Before the judge announced the sentencing Tuesday, Phillips once again denounced the authority of the court in quasi-legal terminology, calling her incarceration "an unauthorized punishment that is not recognized by Congress or the Constitution."
The judge was not swayed, however. His sentence was beyond the recommended federal guidelines and six months more than what even prosecutors had requested.
In his ruling, Reagan called Phillips' attempts to harass and intimidate public officials "death by a thousand paper cuts." He also noted that she continued her campaign even as her trial approached, sending letters to him and to prosecutors naming them as defendants in a lawsuit purportedly filed in Washington.
In asking Reagan to consider probation, Solomon said the sovereign citizen ideology is driven by a deep-rooted mistrust of the justice system and only inflamed in prison by those who feel that the weight of the government is stacked against them.
"Can we really solve this problem with incarceration?" Solomon said. "How powerless do they feel, in the face of the overwhelming power of the federal government … to have to go to this ideology that is nonsensical at best?"
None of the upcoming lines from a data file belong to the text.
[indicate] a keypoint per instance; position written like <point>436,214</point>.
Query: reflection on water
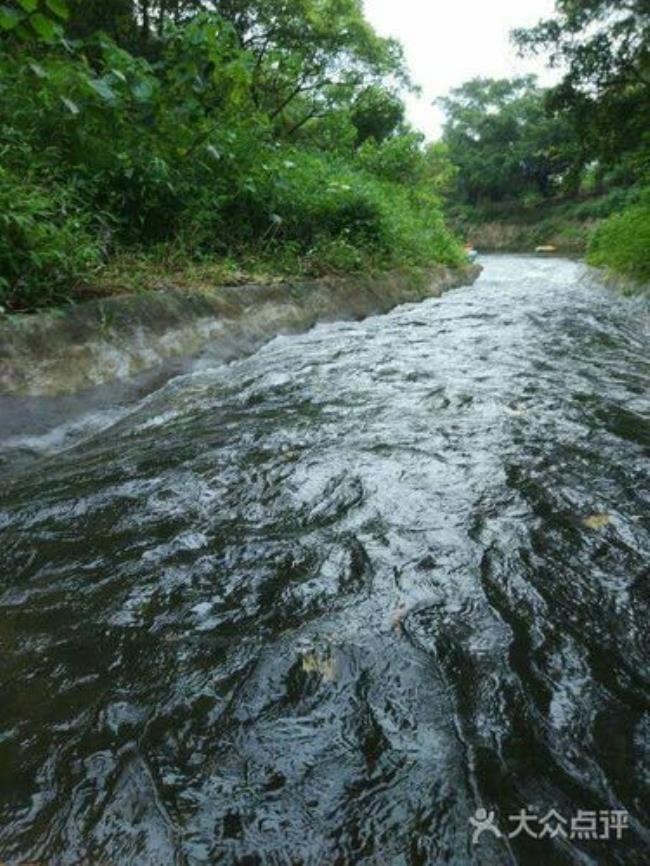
<point>322,604</point>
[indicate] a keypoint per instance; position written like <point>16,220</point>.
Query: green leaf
<point>44,26</point>
<point>101,87</point>
<point>59,7</point>
<point>142,91</point>
<point>38,70</point>
<point>72,107</point>
<point>9,18</point>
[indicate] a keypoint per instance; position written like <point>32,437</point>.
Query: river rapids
<point>340,601</point>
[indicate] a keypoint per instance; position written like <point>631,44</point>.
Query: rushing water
<point>320,605</point>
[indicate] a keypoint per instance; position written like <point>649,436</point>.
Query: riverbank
<point>82,346</point>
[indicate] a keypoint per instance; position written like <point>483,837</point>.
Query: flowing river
<point>324,604</point>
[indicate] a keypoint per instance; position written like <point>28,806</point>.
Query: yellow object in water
<point>596,521</point>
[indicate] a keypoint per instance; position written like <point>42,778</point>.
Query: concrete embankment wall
<point>85,345</point>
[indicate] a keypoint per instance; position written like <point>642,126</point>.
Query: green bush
<point>106,152</point>
<point>47,243</point>
<point>622,243</point>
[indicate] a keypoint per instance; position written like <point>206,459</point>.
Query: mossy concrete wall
<point>80,347</point>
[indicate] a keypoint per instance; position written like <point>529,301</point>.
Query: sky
<point>448,42</point>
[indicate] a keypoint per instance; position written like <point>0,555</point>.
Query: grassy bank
<point>518,226</point>
<point>621,244</point>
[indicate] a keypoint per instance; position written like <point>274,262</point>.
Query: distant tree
<point>376,114</point>
<point>503,142</point>
<point>604,46</point>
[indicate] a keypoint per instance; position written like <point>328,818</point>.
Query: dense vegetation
<point>241,133</point>
<point>558,162</point>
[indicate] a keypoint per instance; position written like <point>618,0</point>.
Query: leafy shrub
<point>622,243</point>
<point>47,243</point>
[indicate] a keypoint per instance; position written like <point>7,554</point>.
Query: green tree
<point>503,142</point>
<point>605,47</point>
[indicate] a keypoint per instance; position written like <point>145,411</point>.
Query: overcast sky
<point>449,41</point>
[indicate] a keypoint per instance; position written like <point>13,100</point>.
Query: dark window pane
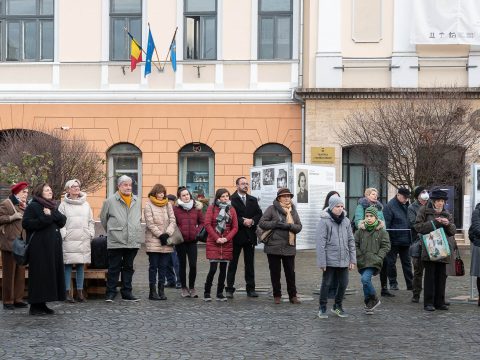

Born and raised in Chicago's Chatham neighborhood, Phillips was the high school sweetheart of Simeon Career Academy basketball star Nick Anderson. In 1988 the two had a son together, and although they never married, they remained close as Anderson's star rose, first as he led the Illini to a Final Four appearance and then as his NBA career blossomed with the Orlando Magic.
In a 1990 interview with the Orlando Sentinel, Anderson described Phillips as his rock, a down-to-earth person who loved him for who he was and not his newfound fame and riches.
"I can remember when I would show up at school without any lunch money, and she would give me half her lunch," Anderson told the newspaper. "That's what I'm talking about. She was with me when I didn't have a dime."
As a single mother, Phillips taught math at the school her mother founded and later became a successful real estate agent and insurance broker, her lawyer said in a court filing last week. Solomon wrote that the unraveling of Phillips' close-knit family began with the death of her older brother, Wayne Jr., of natural causes in 2003.
Three years later, the federal drug charges were brought against Phillips' younger brother, Devon. While that case was pending, Phillips' parents, Wayne and Betty Phillips, were indicted on federal tax evasion charges in a case that also featured a number of strange pro se filings challenging the jurisdiction of the court, records show. All three were convicted and sentenced to prison.
Phillips' father, who was recently released from prison, attended Tuesday's hearing but declined to comment outside the courtroom. Betty Phillips is scheduled to be released next spring, records show.